Add 20 uL EPM. Pipette 10 times to mix.
Seal and place on thermocycler and run the "PCR" program, with cycle repeats according to the table below.
This is a 30-45 minute break, depending on cycle number
Step 10: Clean Up Library
Add 50 ul of AMPure or homemade beads to each well and mix well by pipetting. Incubate 15 min at RT.
Place on the magnet and incubate for 5 minutes.
Remove and discard 90 ul of supernatant from each well.
Wash the beads 175 ul/well of 80% EtOH, wait 30s, remove the supernatant.
Repeat the ethanol wash step.
Use a p20 pipette to remove residual ethanol.
Keep the plate on the magnet at RT for 2 minutes to dry.
Remove the plate from the magnetic stand, add 17 ul of resuspension buffer and mix well by pipetting.
Incubate for 2 min at room temperature.
Place the plate back on the magnetic stand for 5 minutes.
Remove 15 uL of supernatant from each sample and move it into a new plate. This is the final cDNA product.
Congratulations! You’re done!…well, almost
Quality Checks
Perform quality control steps:
Tapestation to determine the library size
Qubit to quantify the libraries
Libraries can be stored at -20 for up to 30 days.
Sequencing Guidelines
Normalize and Pool
Quantify each of your libraries on Qubit.

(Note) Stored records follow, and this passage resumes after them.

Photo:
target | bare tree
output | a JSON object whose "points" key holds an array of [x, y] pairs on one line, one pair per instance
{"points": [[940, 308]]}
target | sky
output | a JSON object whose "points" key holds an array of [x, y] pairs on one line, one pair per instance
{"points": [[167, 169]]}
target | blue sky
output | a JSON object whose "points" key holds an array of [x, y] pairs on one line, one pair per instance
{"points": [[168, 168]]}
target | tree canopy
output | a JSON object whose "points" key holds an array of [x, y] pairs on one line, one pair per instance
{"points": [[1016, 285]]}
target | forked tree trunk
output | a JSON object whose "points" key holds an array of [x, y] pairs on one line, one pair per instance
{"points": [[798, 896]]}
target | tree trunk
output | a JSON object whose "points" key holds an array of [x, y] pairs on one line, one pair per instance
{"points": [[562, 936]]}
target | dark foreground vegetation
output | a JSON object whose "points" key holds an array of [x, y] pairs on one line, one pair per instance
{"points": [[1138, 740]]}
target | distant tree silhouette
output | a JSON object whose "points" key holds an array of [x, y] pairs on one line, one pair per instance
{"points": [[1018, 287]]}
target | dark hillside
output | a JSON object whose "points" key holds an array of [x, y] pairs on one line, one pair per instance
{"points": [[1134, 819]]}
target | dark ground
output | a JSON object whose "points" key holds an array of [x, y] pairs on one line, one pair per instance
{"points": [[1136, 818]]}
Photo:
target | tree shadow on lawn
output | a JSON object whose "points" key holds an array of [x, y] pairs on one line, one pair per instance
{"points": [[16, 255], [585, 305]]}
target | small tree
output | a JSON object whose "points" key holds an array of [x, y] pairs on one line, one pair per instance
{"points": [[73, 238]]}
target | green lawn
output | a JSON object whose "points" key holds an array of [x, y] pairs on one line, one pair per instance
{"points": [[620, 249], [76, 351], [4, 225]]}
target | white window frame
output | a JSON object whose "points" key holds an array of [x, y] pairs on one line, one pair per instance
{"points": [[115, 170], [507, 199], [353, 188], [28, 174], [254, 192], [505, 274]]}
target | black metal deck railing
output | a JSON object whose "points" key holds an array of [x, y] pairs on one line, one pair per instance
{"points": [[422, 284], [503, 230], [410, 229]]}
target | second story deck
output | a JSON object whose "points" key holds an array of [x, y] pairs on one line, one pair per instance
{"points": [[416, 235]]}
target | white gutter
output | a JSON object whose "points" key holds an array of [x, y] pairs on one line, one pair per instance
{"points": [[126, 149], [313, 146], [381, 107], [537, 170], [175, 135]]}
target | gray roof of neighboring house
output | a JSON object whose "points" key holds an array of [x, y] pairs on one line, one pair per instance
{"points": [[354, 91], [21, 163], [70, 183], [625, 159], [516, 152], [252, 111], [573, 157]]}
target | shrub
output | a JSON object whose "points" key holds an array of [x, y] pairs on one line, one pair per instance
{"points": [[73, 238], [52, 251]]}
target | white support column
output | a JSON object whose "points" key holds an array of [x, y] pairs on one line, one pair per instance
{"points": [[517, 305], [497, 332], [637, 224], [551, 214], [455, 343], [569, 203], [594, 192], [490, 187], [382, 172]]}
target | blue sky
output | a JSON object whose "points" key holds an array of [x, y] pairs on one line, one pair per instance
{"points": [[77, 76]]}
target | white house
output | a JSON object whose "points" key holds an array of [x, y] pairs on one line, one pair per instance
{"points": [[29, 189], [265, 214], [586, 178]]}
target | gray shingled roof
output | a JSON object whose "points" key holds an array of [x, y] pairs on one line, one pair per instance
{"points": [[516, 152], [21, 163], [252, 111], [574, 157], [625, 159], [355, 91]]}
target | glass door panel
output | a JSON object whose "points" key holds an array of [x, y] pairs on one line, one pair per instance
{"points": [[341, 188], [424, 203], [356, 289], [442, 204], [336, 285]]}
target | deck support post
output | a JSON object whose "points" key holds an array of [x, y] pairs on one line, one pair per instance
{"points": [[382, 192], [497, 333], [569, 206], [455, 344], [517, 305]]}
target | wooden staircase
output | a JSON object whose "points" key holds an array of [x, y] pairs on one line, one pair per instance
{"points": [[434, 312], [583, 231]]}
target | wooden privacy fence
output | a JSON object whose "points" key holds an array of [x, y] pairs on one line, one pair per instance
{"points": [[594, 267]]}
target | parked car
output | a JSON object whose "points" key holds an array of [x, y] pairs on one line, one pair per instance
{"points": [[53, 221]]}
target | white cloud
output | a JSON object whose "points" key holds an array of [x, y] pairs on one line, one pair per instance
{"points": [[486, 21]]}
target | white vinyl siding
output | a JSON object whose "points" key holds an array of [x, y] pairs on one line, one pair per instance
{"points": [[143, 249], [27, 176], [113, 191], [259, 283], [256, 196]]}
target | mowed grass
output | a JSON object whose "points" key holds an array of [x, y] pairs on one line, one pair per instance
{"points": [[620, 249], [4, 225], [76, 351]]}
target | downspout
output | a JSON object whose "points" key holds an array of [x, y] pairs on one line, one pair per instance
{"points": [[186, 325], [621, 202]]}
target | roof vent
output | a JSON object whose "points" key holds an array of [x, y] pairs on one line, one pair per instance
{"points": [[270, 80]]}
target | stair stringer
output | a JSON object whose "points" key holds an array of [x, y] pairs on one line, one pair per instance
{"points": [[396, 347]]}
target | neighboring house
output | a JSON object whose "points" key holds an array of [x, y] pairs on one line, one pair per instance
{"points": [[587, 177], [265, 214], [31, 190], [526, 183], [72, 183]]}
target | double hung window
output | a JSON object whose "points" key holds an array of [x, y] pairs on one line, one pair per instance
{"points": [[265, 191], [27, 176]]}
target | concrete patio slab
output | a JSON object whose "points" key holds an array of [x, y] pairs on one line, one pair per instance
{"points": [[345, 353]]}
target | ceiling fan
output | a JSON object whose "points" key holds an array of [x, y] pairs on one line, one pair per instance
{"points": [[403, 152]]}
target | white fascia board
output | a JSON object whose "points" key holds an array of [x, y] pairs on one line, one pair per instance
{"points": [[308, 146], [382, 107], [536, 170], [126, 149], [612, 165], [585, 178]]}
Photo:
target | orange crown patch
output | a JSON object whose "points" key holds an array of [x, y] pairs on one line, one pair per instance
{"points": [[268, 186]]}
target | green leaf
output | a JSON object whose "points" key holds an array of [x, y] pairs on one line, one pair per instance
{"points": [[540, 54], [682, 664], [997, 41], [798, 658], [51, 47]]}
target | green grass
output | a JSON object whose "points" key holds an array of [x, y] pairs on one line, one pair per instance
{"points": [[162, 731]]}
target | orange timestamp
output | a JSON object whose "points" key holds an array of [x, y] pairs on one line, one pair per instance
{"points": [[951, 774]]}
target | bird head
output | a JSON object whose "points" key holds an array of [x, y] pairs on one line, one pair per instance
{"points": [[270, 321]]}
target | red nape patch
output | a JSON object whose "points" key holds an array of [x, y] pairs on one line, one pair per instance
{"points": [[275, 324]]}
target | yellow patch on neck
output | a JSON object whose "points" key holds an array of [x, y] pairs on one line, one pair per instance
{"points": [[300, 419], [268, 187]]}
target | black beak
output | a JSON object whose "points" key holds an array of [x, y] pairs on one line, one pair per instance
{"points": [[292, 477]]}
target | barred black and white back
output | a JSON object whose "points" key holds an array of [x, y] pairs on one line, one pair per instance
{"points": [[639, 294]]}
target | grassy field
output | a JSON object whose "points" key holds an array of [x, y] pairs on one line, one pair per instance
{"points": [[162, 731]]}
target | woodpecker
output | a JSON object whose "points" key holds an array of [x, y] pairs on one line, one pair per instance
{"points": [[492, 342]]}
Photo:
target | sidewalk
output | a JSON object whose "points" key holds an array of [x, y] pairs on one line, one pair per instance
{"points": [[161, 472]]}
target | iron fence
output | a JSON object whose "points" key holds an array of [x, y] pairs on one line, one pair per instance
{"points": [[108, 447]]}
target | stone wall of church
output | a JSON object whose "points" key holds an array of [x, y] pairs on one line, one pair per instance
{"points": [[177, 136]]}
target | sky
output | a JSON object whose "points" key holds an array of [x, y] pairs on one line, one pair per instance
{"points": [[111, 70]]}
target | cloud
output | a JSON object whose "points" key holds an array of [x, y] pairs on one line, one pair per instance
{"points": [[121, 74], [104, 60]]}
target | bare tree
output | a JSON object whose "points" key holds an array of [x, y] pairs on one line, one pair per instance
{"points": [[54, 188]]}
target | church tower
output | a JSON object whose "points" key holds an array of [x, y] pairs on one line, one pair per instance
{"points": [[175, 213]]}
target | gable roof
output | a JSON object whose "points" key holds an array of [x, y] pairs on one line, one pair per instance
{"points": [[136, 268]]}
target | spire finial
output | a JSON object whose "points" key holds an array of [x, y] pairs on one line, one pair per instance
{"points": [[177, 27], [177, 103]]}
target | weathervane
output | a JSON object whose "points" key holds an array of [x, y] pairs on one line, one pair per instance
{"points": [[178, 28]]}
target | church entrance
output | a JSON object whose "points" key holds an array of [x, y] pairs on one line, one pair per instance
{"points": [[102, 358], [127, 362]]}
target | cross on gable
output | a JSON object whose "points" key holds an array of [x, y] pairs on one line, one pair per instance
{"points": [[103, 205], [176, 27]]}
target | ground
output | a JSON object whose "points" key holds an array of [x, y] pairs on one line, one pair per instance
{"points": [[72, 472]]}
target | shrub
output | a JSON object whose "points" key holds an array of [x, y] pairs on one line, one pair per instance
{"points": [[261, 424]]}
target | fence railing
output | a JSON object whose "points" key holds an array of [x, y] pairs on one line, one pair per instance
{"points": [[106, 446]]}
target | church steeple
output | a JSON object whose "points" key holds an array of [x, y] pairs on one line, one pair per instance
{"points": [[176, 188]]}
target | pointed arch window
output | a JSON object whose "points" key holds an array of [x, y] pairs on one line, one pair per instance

For most libraries, using the HS dsDNA Qubit assay with 2uL of input will yield a reading. Record the concentration in ng/uL for each library.
Run your samples on Tapestation with either the D1000 or the HSD1000 assay. Remember to allow Tapestation reagents to sit at room temperature for at least 30 minutes before use. Save your Tapestation results by going to File -> Create Report -> Save as pdf. This file can then be emailed or uploaded to Asana. For the base pair length, we usually use the value of the peak identified by the Tapestation analysis software. This value is shown both on the tracing itself and in the Peak Table for each sample.
Download our nM Conversion Calculator here. Enter the concentration (from Qubit) and the base pair length (from Tapestation) in the appropriate cells and it will give you the nM concentration for each library. Normalize and pool all your libraries 2 nM in a LoBind microcentrifuge tube. If you need to dilute your libraries, we recommend using at least 2uL to minimize pipetting errors. The example sheet of the calculator provides further detail.
Quantify your pool on Qubit and enter into the calculator sheet to check that your pool is close to the nM concentration you normalized to.